Machine Vision: Seeing is Believing: Page 3 of 3
Machine Vision: Seeing is Believing
Another application is the pallet inspection system developed by Nagle Research, an engineering firm in Cedar Park, Texas. The firm was asked to automate the grading of wooden shipping pallets, giving those with cracks or broken slats a lower grade than those without. The firm’s engineers would have to encode the intelligence necessary to recognize protruding nails, loose boards, and cracked or broken boards. The point was to detect the many small defects that can go unnoticed by human inspectors.

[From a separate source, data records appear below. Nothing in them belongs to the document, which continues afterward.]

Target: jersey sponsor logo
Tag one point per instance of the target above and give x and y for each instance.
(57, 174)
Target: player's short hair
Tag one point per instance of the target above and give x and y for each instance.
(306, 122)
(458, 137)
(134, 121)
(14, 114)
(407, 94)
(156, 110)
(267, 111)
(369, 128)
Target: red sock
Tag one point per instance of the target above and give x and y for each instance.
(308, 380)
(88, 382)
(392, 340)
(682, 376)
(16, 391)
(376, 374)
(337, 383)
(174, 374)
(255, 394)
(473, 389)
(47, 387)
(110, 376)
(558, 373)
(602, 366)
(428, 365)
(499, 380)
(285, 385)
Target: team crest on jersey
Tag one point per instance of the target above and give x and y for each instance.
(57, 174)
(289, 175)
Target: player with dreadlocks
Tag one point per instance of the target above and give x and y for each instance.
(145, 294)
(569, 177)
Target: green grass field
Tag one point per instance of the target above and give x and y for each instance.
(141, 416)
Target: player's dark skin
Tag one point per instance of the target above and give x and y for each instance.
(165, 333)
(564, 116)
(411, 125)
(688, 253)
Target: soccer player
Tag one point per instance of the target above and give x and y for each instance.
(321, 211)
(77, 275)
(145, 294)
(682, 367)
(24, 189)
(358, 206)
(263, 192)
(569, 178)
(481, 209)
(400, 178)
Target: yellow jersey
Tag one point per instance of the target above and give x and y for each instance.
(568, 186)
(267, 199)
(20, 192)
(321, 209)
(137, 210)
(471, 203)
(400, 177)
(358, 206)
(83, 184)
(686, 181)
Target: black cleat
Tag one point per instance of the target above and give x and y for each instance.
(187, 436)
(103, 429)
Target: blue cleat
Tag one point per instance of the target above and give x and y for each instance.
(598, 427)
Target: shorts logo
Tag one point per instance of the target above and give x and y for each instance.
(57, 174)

A 3D camera was necessary to capture the geometry of the pallet. Simply looking for changes in color or contrast, as 2D vision would, would not work here because the material is wood. Not only is contrast low between the nails and boards, but the color and grain patterns also vary greatly. “Every pallet is like a fingerprint in that no two are alike, even new ones,” notes John Nagle, president. For these reasons, 2D machine vision tends to give too many false positives.
Another problem is that the color of wood has little to do with the condition of the material. “For example, grain patterns are very difficult for a 2D system to distinguish from actual cracks,” says Nagle. A 3D system avoids these problems by looking at the geometry of the wood, rather than its color or contrast.
For this job, the engineers selected the Ranger 3D camera from Sick Inc., in Minneapolis, because it takes more than one type of image. It provides range or height data, a 2D high-resolution line scan, and a scatter image based on laser light spread along the surface. “The scatter image enables defects and cracks on the pallet to be spotted before a major defect is visible to the human eye,” says Jim Anderson, Sick’s vision product manager.
The multi-camera system analyzes the data in about a half-second per pallet. Not only does it give consistent results, but it also records the important metrics as the pallets are inspected, making it an essential set of eyes for identifying systemic defects and estimating material consumption.